JacquesThibs · May 19, 2020, 8:04pm

Here’s my ultimate goal:

Create a search feature for a web app that shows the information the most relevant to what the user types in the search bar. In other words, I have a bunch of tables and if the user types something like “plants”, I want all the tables that have words similar to “plant” to show up. This might be used as a way to reduce the need for labelling each table (or at least reduce the workload).

Now, I’m going to do transfer learning on my dataset. From what I understand, I can then use the new embedding matrix to find out which words are the most similar. How would I do this with the fastai library?

Thanks!

FraPochetti · May 19, 2020, 8:14pm

Check out the collab chapter of fastbook.
Specifically the Embedding Distance paragraph shows what you are looking for.

JacquesThibs · May 19, 2020, 9:27pm

Thanks for the quick reply! Let me see if I understand:

Create list of word vectors (?):

movie_factors = learn.model.i_weight.weight

Find index of movie x (in this case, SotL):

idx = dls.classes['title'].o2i['Silence of the Lambs, The (1991)']

Calculate cosine similarity between the movie at idx and every other movie in dataset:

distances = nn.CosineSimilarity(dim=1)(movie_factors, movie_factors[idx][None])
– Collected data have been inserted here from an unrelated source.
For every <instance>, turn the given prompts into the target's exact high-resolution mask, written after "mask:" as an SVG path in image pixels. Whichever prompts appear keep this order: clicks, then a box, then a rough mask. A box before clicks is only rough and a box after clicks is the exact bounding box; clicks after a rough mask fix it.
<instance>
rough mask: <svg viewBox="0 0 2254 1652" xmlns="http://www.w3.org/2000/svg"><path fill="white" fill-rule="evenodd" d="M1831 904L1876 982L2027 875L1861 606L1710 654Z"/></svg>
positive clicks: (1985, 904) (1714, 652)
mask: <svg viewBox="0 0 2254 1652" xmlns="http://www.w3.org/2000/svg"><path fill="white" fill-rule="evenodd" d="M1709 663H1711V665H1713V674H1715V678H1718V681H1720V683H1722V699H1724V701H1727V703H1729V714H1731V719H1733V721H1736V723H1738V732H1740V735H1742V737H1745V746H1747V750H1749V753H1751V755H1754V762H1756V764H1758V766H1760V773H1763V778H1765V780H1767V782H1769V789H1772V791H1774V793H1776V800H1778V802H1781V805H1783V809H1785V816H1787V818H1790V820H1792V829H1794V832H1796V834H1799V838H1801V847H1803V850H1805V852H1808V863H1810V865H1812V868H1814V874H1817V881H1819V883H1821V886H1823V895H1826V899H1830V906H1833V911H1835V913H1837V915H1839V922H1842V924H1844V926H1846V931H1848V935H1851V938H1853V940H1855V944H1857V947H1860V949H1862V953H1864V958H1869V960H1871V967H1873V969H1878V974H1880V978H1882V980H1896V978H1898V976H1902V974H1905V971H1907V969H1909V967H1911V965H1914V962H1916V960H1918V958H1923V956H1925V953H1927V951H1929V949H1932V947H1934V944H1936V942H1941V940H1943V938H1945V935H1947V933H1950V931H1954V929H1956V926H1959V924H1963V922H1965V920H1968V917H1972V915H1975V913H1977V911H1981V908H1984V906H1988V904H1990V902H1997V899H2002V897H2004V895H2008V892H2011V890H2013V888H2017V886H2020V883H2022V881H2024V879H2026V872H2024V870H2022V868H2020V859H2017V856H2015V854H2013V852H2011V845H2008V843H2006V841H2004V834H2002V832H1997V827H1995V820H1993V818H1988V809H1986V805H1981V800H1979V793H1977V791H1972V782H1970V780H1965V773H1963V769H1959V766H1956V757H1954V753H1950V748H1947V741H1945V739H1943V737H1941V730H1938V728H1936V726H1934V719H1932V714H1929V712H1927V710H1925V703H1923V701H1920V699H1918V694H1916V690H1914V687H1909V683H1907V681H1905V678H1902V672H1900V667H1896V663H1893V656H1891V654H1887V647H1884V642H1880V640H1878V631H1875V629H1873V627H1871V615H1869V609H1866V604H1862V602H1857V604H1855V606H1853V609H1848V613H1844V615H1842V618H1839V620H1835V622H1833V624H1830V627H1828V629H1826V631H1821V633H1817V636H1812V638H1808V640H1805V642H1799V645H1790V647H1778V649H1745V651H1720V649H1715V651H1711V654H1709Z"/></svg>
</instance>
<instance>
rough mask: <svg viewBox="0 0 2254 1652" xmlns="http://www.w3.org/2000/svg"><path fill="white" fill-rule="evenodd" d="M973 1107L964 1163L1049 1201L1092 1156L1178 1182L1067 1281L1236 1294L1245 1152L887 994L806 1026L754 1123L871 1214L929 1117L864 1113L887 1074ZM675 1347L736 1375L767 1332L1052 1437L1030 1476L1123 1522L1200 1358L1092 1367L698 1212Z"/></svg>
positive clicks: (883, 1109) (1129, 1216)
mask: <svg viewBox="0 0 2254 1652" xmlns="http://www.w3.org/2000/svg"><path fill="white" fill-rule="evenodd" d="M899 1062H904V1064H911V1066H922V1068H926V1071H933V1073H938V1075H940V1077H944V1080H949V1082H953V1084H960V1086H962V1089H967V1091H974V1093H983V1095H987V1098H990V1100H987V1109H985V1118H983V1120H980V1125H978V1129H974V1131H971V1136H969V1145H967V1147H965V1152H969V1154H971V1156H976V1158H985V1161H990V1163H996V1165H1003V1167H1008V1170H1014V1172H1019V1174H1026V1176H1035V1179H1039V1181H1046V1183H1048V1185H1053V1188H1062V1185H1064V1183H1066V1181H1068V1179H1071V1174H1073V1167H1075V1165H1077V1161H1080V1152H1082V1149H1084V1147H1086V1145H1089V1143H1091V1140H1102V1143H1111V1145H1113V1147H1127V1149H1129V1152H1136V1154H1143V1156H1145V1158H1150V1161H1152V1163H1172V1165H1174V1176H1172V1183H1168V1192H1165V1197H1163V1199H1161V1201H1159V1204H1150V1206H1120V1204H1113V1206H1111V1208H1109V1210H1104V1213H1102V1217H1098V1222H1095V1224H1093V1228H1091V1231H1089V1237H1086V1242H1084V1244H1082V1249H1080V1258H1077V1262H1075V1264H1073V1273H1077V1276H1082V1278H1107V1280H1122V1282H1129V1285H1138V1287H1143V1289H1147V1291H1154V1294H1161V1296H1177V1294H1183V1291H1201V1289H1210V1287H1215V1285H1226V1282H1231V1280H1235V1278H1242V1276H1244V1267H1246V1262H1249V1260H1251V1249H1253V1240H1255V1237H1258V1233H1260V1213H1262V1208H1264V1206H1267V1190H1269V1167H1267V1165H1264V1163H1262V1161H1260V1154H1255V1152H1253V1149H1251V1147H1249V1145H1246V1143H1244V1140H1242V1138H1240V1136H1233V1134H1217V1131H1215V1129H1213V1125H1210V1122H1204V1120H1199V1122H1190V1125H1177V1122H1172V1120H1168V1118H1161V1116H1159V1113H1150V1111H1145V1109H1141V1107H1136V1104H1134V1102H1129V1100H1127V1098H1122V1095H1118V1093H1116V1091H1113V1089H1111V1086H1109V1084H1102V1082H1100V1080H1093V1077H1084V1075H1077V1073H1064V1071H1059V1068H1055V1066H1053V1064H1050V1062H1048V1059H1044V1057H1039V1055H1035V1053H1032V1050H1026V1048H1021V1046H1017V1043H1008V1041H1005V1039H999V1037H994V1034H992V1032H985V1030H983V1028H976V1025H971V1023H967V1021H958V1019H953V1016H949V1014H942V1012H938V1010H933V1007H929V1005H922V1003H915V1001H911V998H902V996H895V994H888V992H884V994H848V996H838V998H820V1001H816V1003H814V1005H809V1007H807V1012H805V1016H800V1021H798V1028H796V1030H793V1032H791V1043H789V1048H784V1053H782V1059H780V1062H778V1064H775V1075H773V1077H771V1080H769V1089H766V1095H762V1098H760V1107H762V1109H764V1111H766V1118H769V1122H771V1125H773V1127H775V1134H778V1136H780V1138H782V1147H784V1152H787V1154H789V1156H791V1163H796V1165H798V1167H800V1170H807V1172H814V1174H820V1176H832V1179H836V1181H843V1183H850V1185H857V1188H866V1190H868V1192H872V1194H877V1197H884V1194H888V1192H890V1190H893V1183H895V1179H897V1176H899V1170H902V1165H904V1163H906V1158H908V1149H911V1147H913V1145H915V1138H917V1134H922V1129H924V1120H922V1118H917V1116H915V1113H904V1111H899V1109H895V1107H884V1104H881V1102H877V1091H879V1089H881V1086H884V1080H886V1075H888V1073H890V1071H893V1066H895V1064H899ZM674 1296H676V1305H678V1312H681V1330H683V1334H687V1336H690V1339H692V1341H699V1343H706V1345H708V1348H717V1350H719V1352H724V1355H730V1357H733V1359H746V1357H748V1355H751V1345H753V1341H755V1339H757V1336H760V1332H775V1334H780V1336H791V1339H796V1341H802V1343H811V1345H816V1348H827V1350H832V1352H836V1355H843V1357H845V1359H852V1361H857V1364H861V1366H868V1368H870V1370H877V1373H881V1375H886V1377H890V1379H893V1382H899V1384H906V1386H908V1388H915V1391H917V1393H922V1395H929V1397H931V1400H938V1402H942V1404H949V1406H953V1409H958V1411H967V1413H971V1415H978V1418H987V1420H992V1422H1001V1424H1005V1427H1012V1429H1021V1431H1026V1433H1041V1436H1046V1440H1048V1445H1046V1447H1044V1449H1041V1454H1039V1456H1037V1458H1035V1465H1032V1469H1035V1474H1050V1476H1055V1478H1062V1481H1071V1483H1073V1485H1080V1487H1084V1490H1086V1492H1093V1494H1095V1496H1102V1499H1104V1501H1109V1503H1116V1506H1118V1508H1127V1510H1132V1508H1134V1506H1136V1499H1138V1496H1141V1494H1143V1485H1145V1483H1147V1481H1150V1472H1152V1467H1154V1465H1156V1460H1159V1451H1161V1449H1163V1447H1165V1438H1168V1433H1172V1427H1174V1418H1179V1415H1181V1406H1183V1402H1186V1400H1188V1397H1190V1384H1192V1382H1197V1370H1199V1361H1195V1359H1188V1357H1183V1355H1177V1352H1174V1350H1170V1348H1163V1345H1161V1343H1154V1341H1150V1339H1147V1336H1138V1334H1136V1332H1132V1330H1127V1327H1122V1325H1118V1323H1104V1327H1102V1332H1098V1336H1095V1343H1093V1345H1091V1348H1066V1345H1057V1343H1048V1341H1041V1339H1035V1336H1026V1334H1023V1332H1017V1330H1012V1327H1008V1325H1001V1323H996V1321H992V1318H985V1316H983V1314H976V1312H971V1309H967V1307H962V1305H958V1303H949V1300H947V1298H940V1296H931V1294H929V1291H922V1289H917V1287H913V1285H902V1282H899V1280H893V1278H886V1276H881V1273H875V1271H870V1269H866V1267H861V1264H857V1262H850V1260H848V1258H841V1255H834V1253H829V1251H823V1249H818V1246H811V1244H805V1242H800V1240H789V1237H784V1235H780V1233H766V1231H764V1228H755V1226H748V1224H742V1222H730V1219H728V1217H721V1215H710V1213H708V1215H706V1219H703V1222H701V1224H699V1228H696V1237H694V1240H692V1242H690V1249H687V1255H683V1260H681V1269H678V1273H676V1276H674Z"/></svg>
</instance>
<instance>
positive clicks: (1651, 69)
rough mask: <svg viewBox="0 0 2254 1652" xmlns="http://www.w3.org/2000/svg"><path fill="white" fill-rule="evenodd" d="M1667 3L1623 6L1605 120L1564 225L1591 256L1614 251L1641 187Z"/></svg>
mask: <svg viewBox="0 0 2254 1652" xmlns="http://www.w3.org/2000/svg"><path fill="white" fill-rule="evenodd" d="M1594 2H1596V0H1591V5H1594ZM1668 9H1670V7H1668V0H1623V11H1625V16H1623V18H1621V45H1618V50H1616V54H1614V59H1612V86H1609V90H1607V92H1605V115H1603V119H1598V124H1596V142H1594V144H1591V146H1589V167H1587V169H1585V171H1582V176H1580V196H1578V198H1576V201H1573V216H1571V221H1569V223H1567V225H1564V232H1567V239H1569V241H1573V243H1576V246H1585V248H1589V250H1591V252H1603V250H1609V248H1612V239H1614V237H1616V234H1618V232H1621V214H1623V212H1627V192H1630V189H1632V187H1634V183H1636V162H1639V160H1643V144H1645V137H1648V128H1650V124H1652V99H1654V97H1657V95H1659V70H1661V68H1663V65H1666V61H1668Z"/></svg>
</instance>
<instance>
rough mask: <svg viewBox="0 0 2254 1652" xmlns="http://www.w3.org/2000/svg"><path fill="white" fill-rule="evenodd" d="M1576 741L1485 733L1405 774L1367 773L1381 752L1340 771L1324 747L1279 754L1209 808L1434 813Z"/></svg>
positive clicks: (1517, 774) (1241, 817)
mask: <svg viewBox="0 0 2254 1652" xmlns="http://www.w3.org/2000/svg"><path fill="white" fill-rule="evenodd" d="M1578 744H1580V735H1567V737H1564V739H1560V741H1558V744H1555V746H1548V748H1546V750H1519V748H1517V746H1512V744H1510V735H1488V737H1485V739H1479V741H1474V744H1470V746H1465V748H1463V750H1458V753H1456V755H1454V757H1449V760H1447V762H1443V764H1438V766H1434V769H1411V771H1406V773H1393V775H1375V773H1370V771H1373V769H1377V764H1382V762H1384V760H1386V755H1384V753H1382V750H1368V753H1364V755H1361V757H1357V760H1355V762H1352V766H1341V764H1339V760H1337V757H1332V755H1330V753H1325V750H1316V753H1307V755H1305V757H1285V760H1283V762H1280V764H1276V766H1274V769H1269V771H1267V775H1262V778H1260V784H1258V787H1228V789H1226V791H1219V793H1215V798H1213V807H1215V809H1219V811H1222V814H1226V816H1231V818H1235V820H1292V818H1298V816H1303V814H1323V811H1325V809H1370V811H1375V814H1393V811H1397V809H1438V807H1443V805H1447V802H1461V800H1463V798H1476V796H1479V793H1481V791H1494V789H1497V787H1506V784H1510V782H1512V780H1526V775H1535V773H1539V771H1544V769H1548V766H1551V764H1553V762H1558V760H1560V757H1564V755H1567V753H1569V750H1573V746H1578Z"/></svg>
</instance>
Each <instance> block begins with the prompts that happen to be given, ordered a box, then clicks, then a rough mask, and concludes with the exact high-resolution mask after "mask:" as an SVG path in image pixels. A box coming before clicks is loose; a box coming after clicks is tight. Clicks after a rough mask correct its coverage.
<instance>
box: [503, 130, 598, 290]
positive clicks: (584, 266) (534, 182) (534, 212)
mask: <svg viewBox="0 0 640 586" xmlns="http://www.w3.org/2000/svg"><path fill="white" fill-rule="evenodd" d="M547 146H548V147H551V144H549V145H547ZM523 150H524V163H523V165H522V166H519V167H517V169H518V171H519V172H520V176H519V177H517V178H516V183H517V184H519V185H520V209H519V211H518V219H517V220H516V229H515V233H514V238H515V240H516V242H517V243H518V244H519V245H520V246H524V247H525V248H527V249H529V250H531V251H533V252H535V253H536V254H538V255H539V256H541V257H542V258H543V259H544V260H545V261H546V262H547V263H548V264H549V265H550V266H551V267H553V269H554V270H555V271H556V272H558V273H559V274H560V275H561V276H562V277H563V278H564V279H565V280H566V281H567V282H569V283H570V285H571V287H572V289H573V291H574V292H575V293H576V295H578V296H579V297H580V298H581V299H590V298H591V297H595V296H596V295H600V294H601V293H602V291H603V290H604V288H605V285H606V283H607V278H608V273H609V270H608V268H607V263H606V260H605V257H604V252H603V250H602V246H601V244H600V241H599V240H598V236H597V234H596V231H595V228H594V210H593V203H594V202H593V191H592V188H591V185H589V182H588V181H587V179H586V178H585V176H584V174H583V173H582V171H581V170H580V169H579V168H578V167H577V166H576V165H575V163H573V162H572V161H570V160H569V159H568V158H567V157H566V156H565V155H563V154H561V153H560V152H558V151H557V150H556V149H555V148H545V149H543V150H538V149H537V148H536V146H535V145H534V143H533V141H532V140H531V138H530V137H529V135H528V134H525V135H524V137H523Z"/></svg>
Sort by highest similarity and then print the most similar movie:

idx = distances.argsort(descending=True)[1]
dls.classes['title'][idx]

This seems like exactly what I want to do with text. However, I’m still confused as to what is the equivalent in fastai.text. In other words, there is no i_weight.weight in fastai.text.learner so how would I go about getting the word vectors?

FraPochetti · May 19, 2020, 11:03pm

You have to look inside learner.model, like so:

JacquesThibs · May 19, 2020, 11:12pm

Fantastic! Thank you. I will try this once I get to this point in the project.